Before being used in the aquaculture farm, ocean water will be treated and disinfected in a three-step process that culminates with ultraviolet light to make it “bio-secure” for the fish’s safety, Heim said.
Before water is released into the bay, it will be microfiltrated with a fine mesh and then dosed again by ultraviolet light. The combination is intended to neutralize potentially harmful bacteria and viruses in the discharge, he said.
Even filtered and cleaned, that discharge still would include chemicals and materials that are regulated by the state. Among those are total suspended solids, or undissolved particles in the water, which in high concentrations can reduce water quality and impair marine life.
The company will remove 99 percent of the suspended solids, but still would discharge a maximum amount of 185 kilograms per day, at a concentration of 6.33 milligrams per liter, which is a lower amount than the background levels of existing water in the bay.
The company also would discharge a maximum of 162 kilograms per day of biochemical oxygen demand, which represents the oxygen require to decompose the organic material in the water, and a maximum of 5.8 kilograms per day of phosphorus. That is the equivalent to the amount of natural phosphorus runoff from about 20 average lawns, according to Nordic Aquafarms.
If there is too much of the chemical element and nutrient in the water, it can cause algae to grow, which can harm water quality and decrease the oxygen that fish and other aquatic life need to survive. Nordic officials are telling the Department of Environmental Protection that the company will be able to reduce both phosphorus and biochemical oxygen demand by 99 percent, and that the amount that is left in the water will quickly be diluted to background water levels.

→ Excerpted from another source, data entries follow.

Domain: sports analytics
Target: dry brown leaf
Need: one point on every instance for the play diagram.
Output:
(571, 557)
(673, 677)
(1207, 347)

Finally, the company addressed nitrogen, a chemical element and nutrient that also can overstimulate the growth of aquatic plants and algae. Nordic would be able to reduce nitrogen by 85 percent, discharging a maximum of 673 kilograms per day into the bay at a concentration of 23 milligrams per liter.
The Environmental Protection Agency has set the maximum contaminant level of nitrogen at 10 milligrams per liter for safe drinking water. According to the company, dilution would reduce nitrogen level to the background level of the water, which is less than half a milligram per liter.
“The water being discharged is very, very clean,” said Nate Dill, a coastal engineer with Portland-based Ransom Consulting.
But that takeaway was sharply disputed by many in the audience who had questions — and, often, criticisms — for Nordic Aquafarms. Some people were concerned that the outflow pipe will only extend about one kilometer, or 0.62 miles, into the bay, and that fish could be fed soy or corn-based food.
Others spoke about the possibility that fish vaccines would eventually get into the bay, or about their worries that the nitrogen levels of the water will be too high, or that viruses could slip through the filters. Some felt that Nordic was basing its application on insufficient modeling, while others simply did not want anything else added to the bay.
“Any pollution is too much pollution,” one woman told company officials.
But some in the audience seemed glad, after months of uncertainty, to finally have something to scrutinize.
“Thank you for this presentation,” Mary Bigelow of Belfast, a former chief operator of a wastewater treatment plant in Vermont, said. “I’ve been hungry for numbers for months.”